Frequently Asked Questions
If you have a question regarding the golf course, chances are you aren't the first to ask it! Below is a compilation of the most common questions we are asked.
Q: How often are greens mowed and at what height?
A: While inclement weather can impact mowing schedules, typically greens will be mowed every day. Heights of cut are determined based on several factors including, but not limited to, weather conditions, turf stress, time of year, and green speed expectations.
Q: Why do ball marks take so long to heal in the winter?
A: A few things contribute to slow recovery of ball marks in the winter. Covered in the Course Care section is the importance of fixing your ball mark. An unrepaired ball mark takes much longer to heal than one that is. Because the amount of play increases in the winter, so do the amount of ball marks. In addition, low temperatures and short days slow down the growth of the plant. Consequently, the time one may take to heal in the winter is much greater than the same mark in the summer.

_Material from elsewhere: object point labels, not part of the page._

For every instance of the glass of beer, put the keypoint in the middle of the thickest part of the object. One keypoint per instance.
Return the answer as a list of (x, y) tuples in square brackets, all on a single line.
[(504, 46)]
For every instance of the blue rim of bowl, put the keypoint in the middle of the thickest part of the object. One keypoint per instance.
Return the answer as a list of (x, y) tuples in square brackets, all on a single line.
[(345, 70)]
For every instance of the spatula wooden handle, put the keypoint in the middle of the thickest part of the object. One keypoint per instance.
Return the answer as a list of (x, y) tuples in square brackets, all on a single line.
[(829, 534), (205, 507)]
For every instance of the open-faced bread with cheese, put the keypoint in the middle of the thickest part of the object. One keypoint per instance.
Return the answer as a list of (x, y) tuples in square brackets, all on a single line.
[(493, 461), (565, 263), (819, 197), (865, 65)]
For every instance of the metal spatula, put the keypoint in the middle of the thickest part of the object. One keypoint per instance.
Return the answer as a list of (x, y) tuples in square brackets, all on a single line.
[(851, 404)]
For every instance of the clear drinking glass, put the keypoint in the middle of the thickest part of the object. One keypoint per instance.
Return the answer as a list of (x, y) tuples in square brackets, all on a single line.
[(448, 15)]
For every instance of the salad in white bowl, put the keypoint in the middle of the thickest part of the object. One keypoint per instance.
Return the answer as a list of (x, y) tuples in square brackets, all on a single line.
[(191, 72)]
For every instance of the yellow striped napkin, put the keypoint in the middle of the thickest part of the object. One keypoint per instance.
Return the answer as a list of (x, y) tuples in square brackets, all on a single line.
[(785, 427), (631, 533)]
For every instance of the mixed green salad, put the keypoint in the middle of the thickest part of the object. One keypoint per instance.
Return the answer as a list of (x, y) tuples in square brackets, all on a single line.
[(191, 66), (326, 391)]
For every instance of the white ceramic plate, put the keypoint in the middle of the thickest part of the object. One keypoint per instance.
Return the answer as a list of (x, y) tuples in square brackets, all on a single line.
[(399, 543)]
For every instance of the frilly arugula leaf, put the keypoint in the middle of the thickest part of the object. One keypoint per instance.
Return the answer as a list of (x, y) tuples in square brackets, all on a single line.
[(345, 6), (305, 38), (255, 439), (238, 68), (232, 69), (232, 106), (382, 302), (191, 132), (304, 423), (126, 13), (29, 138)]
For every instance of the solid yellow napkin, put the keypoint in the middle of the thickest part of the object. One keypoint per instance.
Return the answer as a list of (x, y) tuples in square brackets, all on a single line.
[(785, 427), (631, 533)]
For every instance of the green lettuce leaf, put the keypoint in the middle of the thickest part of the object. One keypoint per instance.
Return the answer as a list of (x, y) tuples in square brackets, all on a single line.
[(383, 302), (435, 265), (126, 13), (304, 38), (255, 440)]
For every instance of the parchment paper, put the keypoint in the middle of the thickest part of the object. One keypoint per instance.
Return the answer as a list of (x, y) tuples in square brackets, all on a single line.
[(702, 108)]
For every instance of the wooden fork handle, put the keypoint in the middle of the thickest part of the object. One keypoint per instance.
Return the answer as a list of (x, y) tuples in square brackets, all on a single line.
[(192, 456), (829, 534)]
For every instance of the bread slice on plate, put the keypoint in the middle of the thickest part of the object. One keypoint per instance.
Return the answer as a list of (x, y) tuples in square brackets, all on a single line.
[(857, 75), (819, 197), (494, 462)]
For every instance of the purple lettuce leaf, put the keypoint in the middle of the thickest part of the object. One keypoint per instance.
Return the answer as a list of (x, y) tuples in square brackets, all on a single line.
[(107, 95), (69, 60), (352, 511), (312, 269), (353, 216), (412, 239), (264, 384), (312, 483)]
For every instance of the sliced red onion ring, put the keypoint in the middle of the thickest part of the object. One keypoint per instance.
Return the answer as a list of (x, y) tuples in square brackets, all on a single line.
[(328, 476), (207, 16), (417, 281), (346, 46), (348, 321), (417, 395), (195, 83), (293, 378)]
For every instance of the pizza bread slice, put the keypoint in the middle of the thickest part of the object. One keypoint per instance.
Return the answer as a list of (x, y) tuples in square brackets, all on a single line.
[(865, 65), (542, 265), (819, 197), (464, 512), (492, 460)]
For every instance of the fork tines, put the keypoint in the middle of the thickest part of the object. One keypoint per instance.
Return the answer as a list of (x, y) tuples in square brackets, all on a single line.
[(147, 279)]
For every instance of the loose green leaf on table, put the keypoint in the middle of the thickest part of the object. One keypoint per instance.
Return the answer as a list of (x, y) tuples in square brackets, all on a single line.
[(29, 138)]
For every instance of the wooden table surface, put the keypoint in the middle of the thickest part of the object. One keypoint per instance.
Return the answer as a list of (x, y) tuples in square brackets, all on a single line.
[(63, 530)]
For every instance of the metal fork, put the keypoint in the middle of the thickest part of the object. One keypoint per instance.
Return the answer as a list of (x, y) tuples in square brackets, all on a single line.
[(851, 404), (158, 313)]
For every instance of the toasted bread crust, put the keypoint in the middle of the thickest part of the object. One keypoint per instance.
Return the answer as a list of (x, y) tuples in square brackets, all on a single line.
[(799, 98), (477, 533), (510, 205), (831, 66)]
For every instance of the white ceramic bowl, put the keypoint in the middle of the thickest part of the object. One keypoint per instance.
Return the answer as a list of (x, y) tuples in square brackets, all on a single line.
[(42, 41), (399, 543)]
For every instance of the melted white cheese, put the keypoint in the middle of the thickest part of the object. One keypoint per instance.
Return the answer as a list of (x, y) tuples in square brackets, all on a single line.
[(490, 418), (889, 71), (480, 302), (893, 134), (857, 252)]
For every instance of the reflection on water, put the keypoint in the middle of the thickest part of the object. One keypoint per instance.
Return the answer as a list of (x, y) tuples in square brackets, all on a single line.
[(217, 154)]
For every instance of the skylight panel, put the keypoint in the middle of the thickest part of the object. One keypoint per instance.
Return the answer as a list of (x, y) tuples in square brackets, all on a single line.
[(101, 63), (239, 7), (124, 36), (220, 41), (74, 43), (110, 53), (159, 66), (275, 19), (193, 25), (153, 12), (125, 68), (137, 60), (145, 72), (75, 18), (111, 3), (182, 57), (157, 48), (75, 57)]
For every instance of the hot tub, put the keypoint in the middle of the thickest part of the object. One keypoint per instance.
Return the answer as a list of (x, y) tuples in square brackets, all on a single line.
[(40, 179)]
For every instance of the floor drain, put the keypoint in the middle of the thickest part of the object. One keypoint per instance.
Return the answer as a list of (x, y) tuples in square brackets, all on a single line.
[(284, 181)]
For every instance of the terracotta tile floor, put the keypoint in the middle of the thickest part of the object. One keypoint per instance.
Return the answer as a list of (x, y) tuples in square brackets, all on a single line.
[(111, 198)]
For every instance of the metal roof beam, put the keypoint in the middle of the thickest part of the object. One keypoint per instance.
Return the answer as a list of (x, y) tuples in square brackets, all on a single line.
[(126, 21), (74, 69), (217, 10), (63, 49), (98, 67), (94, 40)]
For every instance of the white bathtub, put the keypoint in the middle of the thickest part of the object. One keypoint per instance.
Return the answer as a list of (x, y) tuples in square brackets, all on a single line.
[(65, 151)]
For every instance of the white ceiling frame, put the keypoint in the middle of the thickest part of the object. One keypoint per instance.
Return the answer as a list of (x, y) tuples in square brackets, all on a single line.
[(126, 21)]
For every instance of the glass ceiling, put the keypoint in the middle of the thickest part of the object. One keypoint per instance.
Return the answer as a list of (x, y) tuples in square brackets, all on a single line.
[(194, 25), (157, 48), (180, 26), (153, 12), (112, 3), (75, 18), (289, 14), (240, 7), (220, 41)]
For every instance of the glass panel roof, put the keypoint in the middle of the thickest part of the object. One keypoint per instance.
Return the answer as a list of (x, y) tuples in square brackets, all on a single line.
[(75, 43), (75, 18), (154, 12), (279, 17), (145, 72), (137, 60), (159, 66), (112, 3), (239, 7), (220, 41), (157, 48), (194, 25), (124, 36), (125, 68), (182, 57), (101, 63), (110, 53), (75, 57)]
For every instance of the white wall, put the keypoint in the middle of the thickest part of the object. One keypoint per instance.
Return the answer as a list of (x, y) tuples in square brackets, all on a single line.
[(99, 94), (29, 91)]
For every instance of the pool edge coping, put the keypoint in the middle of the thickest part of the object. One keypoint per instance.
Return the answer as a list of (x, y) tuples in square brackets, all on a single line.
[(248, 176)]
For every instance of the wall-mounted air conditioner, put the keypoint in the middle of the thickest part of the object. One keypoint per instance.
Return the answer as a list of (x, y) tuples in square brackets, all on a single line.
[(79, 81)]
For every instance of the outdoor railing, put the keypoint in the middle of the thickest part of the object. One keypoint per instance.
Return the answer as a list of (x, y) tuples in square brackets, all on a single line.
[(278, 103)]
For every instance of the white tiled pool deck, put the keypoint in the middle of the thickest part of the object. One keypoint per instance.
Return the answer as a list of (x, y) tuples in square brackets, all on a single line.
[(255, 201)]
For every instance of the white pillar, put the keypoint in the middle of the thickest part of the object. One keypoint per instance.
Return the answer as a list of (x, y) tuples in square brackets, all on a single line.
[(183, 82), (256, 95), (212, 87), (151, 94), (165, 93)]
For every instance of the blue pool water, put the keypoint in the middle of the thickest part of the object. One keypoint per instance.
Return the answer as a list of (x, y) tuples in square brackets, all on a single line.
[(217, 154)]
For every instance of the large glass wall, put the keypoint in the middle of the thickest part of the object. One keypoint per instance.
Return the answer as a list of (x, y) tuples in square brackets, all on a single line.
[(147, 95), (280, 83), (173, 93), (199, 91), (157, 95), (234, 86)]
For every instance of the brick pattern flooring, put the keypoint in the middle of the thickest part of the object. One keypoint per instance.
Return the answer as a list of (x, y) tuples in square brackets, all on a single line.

Q: Why do we irrigate the bunkers?
A: Because there are no right angles on a golf course it is impossible for a bunker to get zero over-spray. In order to irrigate green surrounds and bunker faces, the bunker itself will also receive water. Over time, bunkers become more susceptible to being wet. As the sand ages, it breaks down, which doesn’t allow the bunker to drain as it once did. Therefore, replacing bunker sand every 5 years +/- is highly recommended.
Q: My smartphone says its 40 degrees, why do we have frost?
A: First I would like to say, we, as agronomists, do not control the weather, nor do we have close relationships with the weatherman. We are given the same weather information as you are, yet through experience, we can often make relatively accurate frost predictions. Although our smart phones provide us with a lot of valuable weather information, we cannot solely rely on the information it offers us when making the decision on frost. The only way to confirm or deny to presence of frost is by physical examination. While the ambient temperature at the clubhouse may be 40 degrees, the temperature on the golf course will be much less. Like the concrete jungle effect, the further away from buildings, the cooler it gets. In addition, heat rises, which forces cool air down. Therefore, while the thermostat reading at the clubhouse may say 40 degrees, if you took a reading inches above the grass on the course the temperature will be dramatically lower.
Q: There is a rattlesnake on the 7th tee box, can someone from your staff come get it?
A: While I, Maddie, have undying fascination and love for snakes, we as a department are not trained in venomous reptile intervention. In addition, I hate to break it to you, but for every rattlesnake you see, there are dozens more you cannot. Simply removing one rattlesnake from the tee box, doesn't remove the threat of snakes on the property. Rattlesnakes, living in the lower half of the food chain, are quite vulnerable out in the open. So, when you see them out in a fairway, they rarely will stay for long. If the removal of a rattlesnake is necessary, the fire department will be happy to come out and relocate him for you.